The International Meeting Point in south Belfast was opened in 2010 and exists to meet the practical and spiritual needs of migrants and asylum seekers across the city. Its project leader, Keith Preston, who is leading on the north Belfast initiative said that the Church’s aim was to create the same kind of support in the north of the city.
“The IMP really does do what it says on the tin, it’s a safe place for people from different nations to meet. As a team we serve out of compassion and as agents of welcome to those who, for whatever reason, find themselves far away from home. We are looking forward to getting IMP2 up and running, as it will be an important addition to our mission as a church, especially to those who are really on the periphery of society,” he said.
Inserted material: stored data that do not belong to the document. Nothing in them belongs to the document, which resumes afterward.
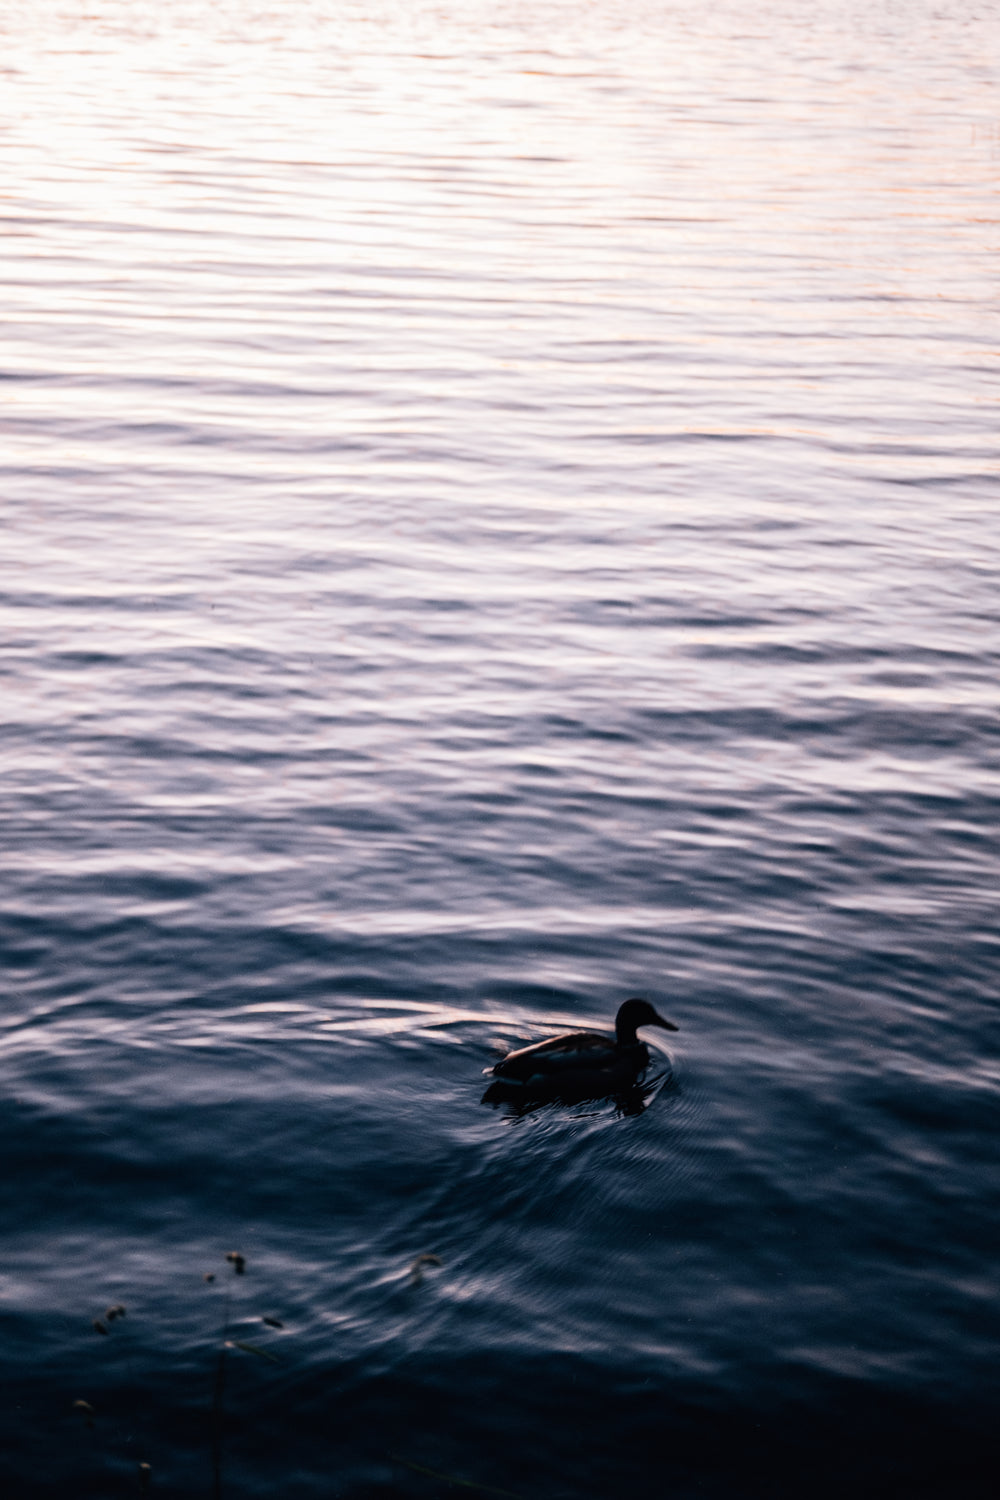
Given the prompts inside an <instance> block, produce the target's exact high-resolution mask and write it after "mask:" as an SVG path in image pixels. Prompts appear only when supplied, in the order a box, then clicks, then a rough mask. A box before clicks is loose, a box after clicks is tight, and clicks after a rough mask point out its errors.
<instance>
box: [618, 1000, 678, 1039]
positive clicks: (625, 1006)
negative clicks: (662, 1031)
mask: <svg viewBox="0 0 1000 1500" xmlns="http://www.w3.org/2000/svg"><path fill="white" fill-rule="evenodd" d="M640 1026H661V1028H663V1031H676V1029H678V1028H676V1026H675V1025H673V1022H666V1020H664V1019H663V1016H658V1014H657V1011H654V1008H652V1005H651V1004H649V1001H625V1004H624V1005H622V1007H621V1008H619V1011H618V1016H616V1017H615V1040H616V1041H618V1046H619V1047H628V1046H633V1044H634V1041H636V1032H637V1029H639V1028H640Z"/></svg>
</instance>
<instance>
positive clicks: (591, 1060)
mask: <svg viewBox="0 0 1000 1500" xmlns="http://www.w3.org/2000/svg"><path fill="white" fill-rule="evenodd" d="M640 1026H660V1028H661V1031H678V1028H676V1026H675V1025H673V1022H667V1020H664V1017H663V1016H658V1014H657V1011H655V1010H654V1008H652V1005H651V1004H649V1001H640V999H631V1001H625V1002H624V1005H621V1007H619V1011H618V1016H616V1017H615V1035H613V1037H609V1035H607V1034H604V1032H562V1034H561V1035H558V1037H549V1038H547V1040H546V1041H537V1043H535V1044H534V1046H531V1047H519V1049H517V1052H508V1053H507V1056H505V1058H501V1061H499V1062H498V1064H495V1065H493V1067H492V1068H486V1073H487V1074H492V1076H493V1077H495V1079H496V1080H498V1082H496V1083H493V1085H490V1088H489V1089H487V1091H486V1095H484V1100H487V1101H490V1100H496V1098H499V1097H505V1098H510V1097H513V1095H520V1094H522V1091H523V1095H532V1097H535V1098H538V1097H549V1098H567V1097H573V1098H577V1100H586V1098H591V1100H594V1098H604V1097H606V1095H612V1094H618V1092H621V1091H622V1089H627V1088H628V1086H630V1085H634V1083H636V1080H637V1079H639V1076H640V1074H642V1071H643V1070H645V1068H646V1067H648V1064H649V1047H648V1046H646V1044H645V1041H640V1040H639V1028H640Z"/></svg>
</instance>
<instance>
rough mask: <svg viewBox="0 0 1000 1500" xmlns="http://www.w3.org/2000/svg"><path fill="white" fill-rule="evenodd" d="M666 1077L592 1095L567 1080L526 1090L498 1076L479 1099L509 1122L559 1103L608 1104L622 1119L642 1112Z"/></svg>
mask: <svg viewBox="0 0 1000 1500" xmlns="http://www.w3.org/2000/svg"><path fill="white" fill-rule="evenodd" d="M666 1077H667V1073H660V1074H657V1076H655V1077H652V1079H636V1080H634V1083H631V1085H628V1086H627V1088H621V1089H616V1091H615V1092H613V1094H600V1095H595V1094H594V1091H592V1089H588V1088H573V1085H570V1083H567V1082H562V1083H559V1085H555V1083H553V1085H550V1086H549V1088H546V1089H541V1091H535V1089H531V1091H529V1089H525V1088H523V1086H517V1085H513V1083H507V1082H505V1080H504V1079H498V1080H496V1082H495V1083H490V1086H489V1089H487V1091H486V1094H484V1095H483V1098H481V1100H480V1103H481V1104H490V1106H493V1109H498V1107H502V1109H504V1113H505V1116H507V1119H510V1121H511V1122H513V1121H519V1119H525V1118H526V1116H528V1115H534V1113H535V1110H541V1109H547V1107H550V1106H559V1104H564V1106H579V1104H595V1106H606V1104H610V1106H613V1110H615V1115H616V1118H619V1119H624V1118H627V1116H630V1115H642V1113H643V1110H646V1109H648V1107H649V1104H651V1103H652V1100H654V1098H655V1095H657V1094H658V1092H660V1086H661V1085H663V1082H664V1079H666ZM595 1113H597V1112H595Z"/></svg>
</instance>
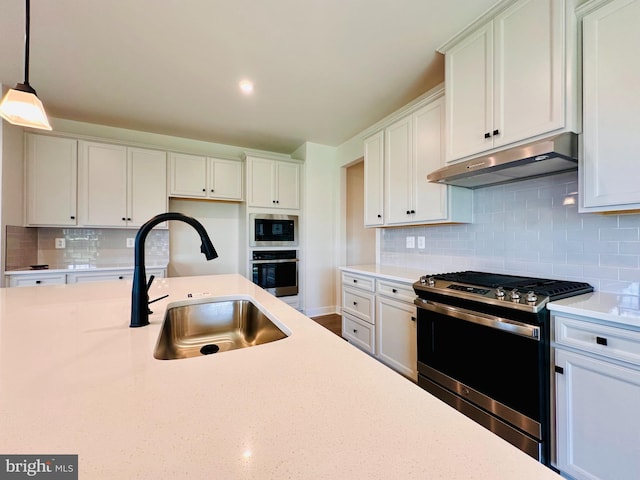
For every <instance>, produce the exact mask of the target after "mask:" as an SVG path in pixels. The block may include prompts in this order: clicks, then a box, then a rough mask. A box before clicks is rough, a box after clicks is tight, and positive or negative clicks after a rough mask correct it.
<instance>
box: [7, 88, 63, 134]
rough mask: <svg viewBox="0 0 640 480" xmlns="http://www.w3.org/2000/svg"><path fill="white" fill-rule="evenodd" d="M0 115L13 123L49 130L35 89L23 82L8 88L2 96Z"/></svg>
mask: <svg viewBox="0 0 640 480" xmlns="http://www.w3.org/2000/svg"><path fill="white" fill-rule="evenodd" d="M0 116H1V117H2V118H4V119H5V120H6V121H7V122H9V123H12V124H13V125H19V126H21V127H30V128H39V129H42V130H51V125H50V124H49V120H48V119H47V114H46V113H45V111H44V107H43V106H42V102H41V101H40V99H39V98H38V97H37V96H36V92H35V90H34V89H33V88H31V87H30V86H29V85H25V84H24V83H19V84H18V85H16V88H12V89H10V90H9V91H8V92H7V93H6V94H5V96H4V97H3V98H2V102H0Z"/></svg>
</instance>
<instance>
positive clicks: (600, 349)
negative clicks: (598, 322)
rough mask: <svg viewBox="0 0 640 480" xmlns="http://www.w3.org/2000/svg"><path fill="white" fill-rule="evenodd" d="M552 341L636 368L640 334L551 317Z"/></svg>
mask: <svg viewBox="0 0 640 480" xmlns="http://www.w3.org/2000/svg"><path fill="white" fill-rule="evenodd" d="M554 322H555V342H556V344H557V345H566V346H569V347H573V348H577V349H580V350H583V351H585V352H589V353H595V354H597V355H602V356H604V357H608V358H613V359H616V360H623V361H625V362H630V363H633V364H635V365H638V366H640V332H635V331H631V330H625V329H623V328H616V327H610V326H607V325H600V324H597V323H591V322H589V321H584V320H577V319H574V318H568V317H563V316H558V315H556V316H554Z"/></svg>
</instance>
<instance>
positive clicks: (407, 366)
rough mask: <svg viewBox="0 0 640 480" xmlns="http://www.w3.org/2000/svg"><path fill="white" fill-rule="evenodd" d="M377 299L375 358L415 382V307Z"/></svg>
mask: <svg viewBox="0 0 640 480" xmlns="http://www.w3.org/2000/svg"><path fill="white" fill-rule="evenodd" d="M376 298H377V301H376V335H375V338H376V357H378V358H379V359H380V360H381V361H383V362H384V363H386V364H387V365H389V366H390V367H391V368H393V369H394V370H396V371H398V372H400V373H402V374H403V375H405V376H407V377H409V378H411V379H413V380H414V381H416V380H417V379H418V372H417V368H418V363H417V362H418V360H417V358H418V357H417V353H416V352H417V339H416V306H415V305H413V304H411V303H406V302H399V301H396V300H391V299H389V298H385V297H382V296H377V297H376Z"/></svg>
“The Op Shop is a first for us. Having opened in August we have welcomed people from overseas, local people from both traditions in the city as well, so it is not only an international, but a multi-cultural initiative, and we hope that it will be a blessing to many people.”
Photos: (1) Op Shop volunteer, Jamileh Salehzadeh, who is originally from Iran, supported by the Moderator, Dr William Henry (left) and North Belfast Presbytery Moderator, Rev Colin Gamble of Immanuel Presbyterian Church (right) officially opening the new charity shop (2) the crowd outside the Op Shop applaud the opening (3) Op Shop volunteers (left to right) Carol Dalzell from Woodvale Presbyterian Church, Carole McDowell, Jackie Davison and Lynn Crowe who attend Whitehouse Presbyterian, Jamileh, who cut the ribbon and attends Windsor Presbyterian, with Op Shop manager Francis Jackson and volunteer Elizabeth Millar from Stormont Presbyterian Church.